Aimed primarily at the guitarist who also wants to get to grips with MIDI and guitar synthesis, The New Electronic Guitarist manages to cover the subject in adequate depth without ever getting too complicated. It kicks off by exploring the nature of sound as it applies to music, then explains the workings of MIDI. The history of guitar synthesis and modern software alternatives, such as Jam Origin’s MIDI Guitar software, is explored in depth.

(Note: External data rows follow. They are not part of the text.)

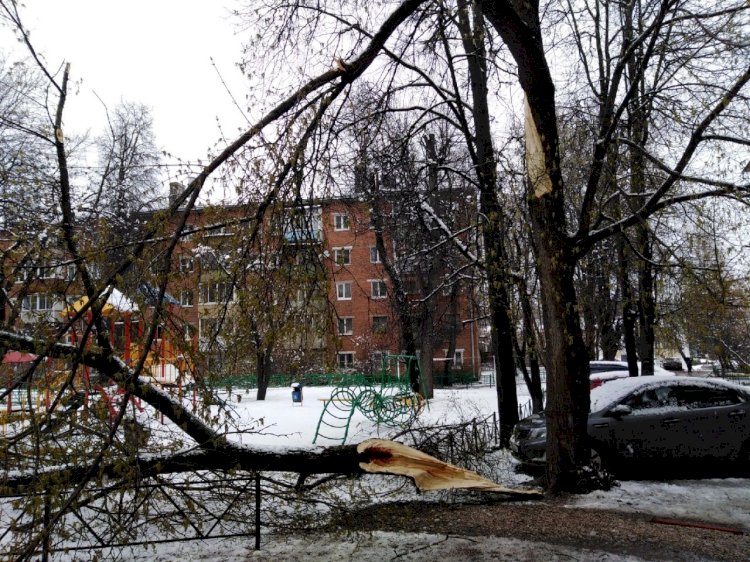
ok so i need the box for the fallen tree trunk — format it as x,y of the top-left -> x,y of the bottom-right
0,332 -> 541,499
2,439 -> 542,499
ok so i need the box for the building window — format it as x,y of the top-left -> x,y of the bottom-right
198,282 -> 234,304
179,256 -> 194,272
22,263 -> 60,281
184,324 -> 197,341
454,349 -> 464,369
369,246 -> 381,263
333,213 -> 350,231
205,225 -> 231,237
22,293 -> 53,311
370,280 -> 387,299
442,282 -> 456,296
180,289 -> 194,307
372,316 -> 388,334
155,324 -> 164,343
336,281 -> 352,300
334,247 -> 352,266
338,317 -> 353,336
41,263 -> 61,280
371,350 -> 389,370
181,224 -> 195,241
199,317 -> 221,341
338,352 -> 354,370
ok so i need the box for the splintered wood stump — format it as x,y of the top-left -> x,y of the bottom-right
358,439 -> 542,497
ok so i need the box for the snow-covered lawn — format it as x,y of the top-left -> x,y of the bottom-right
126,382 -> 750,560
8,382 -> 750,560
204,383 -> 508,449
173,383 -> 750,530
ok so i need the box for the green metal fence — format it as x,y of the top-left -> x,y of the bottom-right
433,371 -> 480,387
212,370 -> 480,390
216,372 -> 385,389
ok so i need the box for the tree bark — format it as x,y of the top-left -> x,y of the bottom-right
481,0 -> 591,491
637,236 -> 656,376
256,347 -> 272,400
518,279 -> 544,413
618,233 -> 640,377
457,1 -> 518,445
623,0 -> 656,377
442,284 -> 460,386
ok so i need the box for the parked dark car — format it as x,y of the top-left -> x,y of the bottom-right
510,376 -> 750,475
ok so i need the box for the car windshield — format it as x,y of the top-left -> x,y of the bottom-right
590,379 -> 637,412
589,376 -> 748,413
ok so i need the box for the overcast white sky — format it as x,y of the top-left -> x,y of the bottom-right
5,0 -> 248,182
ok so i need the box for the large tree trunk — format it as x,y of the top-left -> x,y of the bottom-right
481,0 -> 591,492
442,284 -> 460,386
457,2 -> 518,445
623,0 -> 656,377
256,346 -> 273,400
637,239 -> 656,375
518,279 -> 544,413
618,233 -> 640,377
419,332 -> 435,395
529,200 -> 590,492
489,279 -> 520,446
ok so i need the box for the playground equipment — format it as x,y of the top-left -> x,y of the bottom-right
60,287 -> 196,415
312,354 -> 427,445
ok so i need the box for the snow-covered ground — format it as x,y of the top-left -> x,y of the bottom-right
202,384 -> 506,450
9,382 -> 750,560
123,382 -> 750,560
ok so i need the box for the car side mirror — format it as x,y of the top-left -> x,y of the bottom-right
608,404 -> 632,418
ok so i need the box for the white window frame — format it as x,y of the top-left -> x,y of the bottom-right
198,282 -> 235,305
369,246 -> 381,263
337,317 -> 353,336
333,213 -> 350,231
181,224 -> 195,241
179,256 -> 194,273
453,349 -> 464,369
199,317 -> 222,342
370,279 -> 387,299
39,264 -> 60,280
334,247 -> 352,266
336,281 -> 352,300
337,351 -> 355,370
184,324 -> 197,341
371,350 -> 390,370
205,225 -> 231,238
180,289 -> 194,307
22,293 -> 54,311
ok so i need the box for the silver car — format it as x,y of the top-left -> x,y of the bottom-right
510,376 -> 750,475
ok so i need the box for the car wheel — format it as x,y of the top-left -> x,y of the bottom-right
590,446 -> 606,472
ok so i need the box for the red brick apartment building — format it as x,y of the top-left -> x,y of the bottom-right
3,195 -> 483,382
323,198 -> 481,378
165,195 -> 482,380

There’s the theory, use and installation of hex pickups for those guitar synth systems that need them, while the book also introduces the guitarist to the concept of MIDI sequencing. It covers software-based amp modelling and guitar effects too, along with some excellent tips on how to set up your DAW to make the best use of MIDI guitars for playing virtual instruments. All the basics of sound synthesis are explained, both analogue and digital, while sampling is also covered, as is the thorny subject of latency when working with DAWs.
While the majority of the book deals with the world of ‘MIDI guitar synths’, there’s also coverage of guitar modelling as used by Roland and Line 6’s Variax, multi-effects processors including Fractal’s Axe-FX, Line 6’s Helix, Native Instruments’ Guitar Rig and IK Multimedia’s Amplitube. I would have liked to see a bit more on alternatives to MIDI guitars for creating synth-like sounds using some of the more ‘out there’ Electro-Harmonix pedals or plug-ins, and perhaps the eBow, though the Boss SY300 — which allows a standard guitar to produce some interesting synth-like sounds — is covered.
Returning to the world of DAWs, the book takes a quick look at all the mainstream packages before delving in to the world of plug-ins, with a closer look at Spectrasonics’ Omnisphere, NI’s Kontakt and some of the other more popular virtual instruments. It also takes in the basics of recording and editing using a DAW, focusing on processes that are particularly relevant to MIDI guitar users, such as setting a different MIDI channel for each string. There’s even a glimpse into online collaboration with other musicians, some tips on live performance and a section on problem solving.
There are loads of helpful colour screens, photos and diagrams, and Marty Cutler expresses some valuable opinions based on his own experience that potential MIDI guitarists will no doubt find very helpful. (I should note one minor error: the book implies that alternate tunings can be set up in Jam Origin’s MIDI Guitar without retuning the guitar, but while you can set its guitar tuner to different tunings, the software has no idea which string is producing each note — so it can’t achieve the same virtual tunings as a hex-pickup system.)
Overall, though, the book (ISBN 9781495047459) is very well written, extending to over 200 pages, and is highly recommended for any guitar player wanting to know more about guitar synthesis and DAW recording.